Auch der Wohnbautisch sollte durch externe Fachleute aufgewertet werden. Es gibt ja eine Evaluierung über den Wohnbautisch und die steirische Wohnbauförderung. Diese ruht seit einiger Zeit in der Schublade der Wohnbauabteilung. Da scheinen die Ergebnisse nicht so schön ausgefallen zu sein, wie man sich das erhofft hat. Daher wird das einfach nicht veröffentlicht. So was darf es einfach nicht geben.
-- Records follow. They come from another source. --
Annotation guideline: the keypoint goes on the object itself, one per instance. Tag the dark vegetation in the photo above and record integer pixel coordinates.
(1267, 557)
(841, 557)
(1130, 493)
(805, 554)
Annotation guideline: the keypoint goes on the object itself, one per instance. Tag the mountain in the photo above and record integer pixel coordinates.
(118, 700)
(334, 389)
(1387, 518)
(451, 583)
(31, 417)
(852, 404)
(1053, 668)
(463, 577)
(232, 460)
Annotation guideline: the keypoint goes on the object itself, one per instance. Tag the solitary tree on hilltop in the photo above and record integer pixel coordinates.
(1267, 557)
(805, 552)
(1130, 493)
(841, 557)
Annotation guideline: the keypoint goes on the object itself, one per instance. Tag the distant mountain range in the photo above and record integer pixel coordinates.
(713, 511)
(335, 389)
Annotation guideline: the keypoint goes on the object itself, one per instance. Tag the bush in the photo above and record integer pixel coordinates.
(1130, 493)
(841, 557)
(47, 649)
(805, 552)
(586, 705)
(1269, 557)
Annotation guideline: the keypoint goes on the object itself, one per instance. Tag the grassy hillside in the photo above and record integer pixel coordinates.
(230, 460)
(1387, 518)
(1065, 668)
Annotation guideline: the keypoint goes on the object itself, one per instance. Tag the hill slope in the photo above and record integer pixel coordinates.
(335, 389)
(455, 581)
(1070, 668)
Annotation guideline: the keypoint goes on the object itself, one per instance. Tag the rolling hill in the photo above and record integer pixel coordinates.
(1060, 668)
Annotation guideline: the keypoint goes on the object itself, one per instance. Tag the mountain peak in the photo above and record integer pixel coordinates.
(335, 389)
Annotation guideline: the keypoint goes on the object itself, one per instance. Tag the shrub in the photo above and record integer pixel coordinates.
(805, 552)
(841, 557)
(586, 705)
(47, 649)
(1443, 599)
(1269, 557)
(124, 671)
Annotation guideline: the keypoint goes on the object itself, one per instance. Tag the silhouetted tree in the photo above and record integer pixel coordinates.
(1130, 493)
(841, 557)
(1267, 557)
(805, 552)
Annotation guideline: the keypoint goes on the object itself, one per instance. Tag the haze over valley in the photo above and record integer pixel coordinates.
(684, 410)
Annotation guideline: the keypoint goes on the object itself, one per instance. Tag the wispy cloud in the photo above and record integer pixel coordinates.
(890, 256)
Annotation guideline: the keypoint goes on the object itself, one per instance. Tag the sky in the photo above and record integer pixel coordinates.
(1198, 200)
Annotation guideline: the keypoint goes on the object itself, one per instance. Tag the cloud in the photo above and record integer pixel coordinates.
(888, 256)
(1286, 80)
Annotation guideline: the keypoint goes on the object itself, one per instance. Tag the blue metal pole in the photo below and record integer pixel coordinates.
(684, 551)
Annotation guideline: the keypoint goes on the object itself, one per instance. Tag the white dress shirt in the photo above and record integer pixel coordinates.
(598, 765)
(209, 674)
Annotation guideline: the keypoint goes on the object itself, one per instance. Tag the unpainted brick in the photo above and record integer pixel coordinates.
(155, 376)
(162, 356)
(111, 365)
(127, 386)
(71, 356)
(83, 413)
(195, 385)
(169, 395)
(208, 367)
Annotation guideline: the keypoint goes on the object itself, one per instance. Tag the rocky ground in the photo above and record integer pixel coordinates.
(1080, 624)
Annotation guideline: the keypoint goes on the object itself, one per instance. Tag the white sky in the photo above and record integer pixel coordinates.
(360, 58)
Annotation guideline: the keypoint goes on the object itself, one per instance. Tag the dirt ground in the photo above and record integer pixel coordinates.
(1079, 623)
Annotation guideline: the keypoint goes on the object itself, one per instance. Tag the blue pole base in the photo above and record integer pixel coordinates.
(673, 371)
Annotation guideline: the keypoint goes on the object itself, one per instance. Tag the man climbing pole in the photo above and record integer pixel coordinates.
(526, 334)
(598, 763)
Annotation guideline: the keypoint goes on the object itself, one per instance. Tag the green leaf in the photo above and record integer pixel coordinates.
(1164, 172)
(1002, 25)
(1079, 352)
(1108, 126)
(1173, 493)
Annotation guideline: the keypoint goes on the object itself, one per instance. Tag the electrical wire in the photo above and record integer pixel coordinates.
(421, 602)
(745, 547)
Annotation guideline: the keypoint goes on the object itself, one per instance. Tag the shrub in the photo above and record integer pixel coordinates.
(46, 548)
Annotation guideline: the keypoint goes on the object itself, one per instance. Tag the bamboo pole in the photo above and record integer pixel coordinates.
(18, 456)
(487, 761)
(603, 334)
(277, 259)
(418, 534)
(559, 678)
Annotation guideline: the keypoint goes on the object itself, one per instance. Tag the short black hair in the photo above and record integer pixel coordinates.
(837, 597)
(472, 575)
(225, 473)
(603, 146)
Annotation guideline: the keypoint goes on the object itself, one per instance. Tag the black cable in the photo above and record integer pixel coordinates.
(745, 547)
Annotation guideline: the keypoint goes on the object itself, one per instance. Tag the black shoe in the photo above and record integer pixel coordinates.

Zum Thema der Verwaltungsreform: Eine Verwaltung kann nicht dadurch sparen, indem Kompetenz abgebaut wird. Wir haben im Zuge des Diskussionsprozesses ExpertInnen aus Deutschland eingeladen, die nachgewiesen haben, dass nur durch Eindämmung des Normenwahnsinns eingespart werden kann. Durch die Regulierung aller Bereiche wird nichts besser, aber alles teurer. Zum Beispiel, wenn Schulen in Österreich saniert werden, geht es ausschließlich um Wärmedämmung und Brandschutz. Die räumlichen Rahmenbedingungen, um ein modernes pädagogisches Konzept umzusetzen, sind dabei meistens überhaupt kein Thema. In der Steiermark werden nun 120 Schulen saniert und sind damit für die nächsten 20 Jahre räumlich festgefressen. Ich hoffe daher, dass die Baupolitischen Leitsätze doch im Landtag diskutiert werden und der Landtag sich entschließen möge, die Leitsätze als Grundlage ihrer politischen Rahmenbedingungen festzusetzen.

Wir danken für das Gespräch!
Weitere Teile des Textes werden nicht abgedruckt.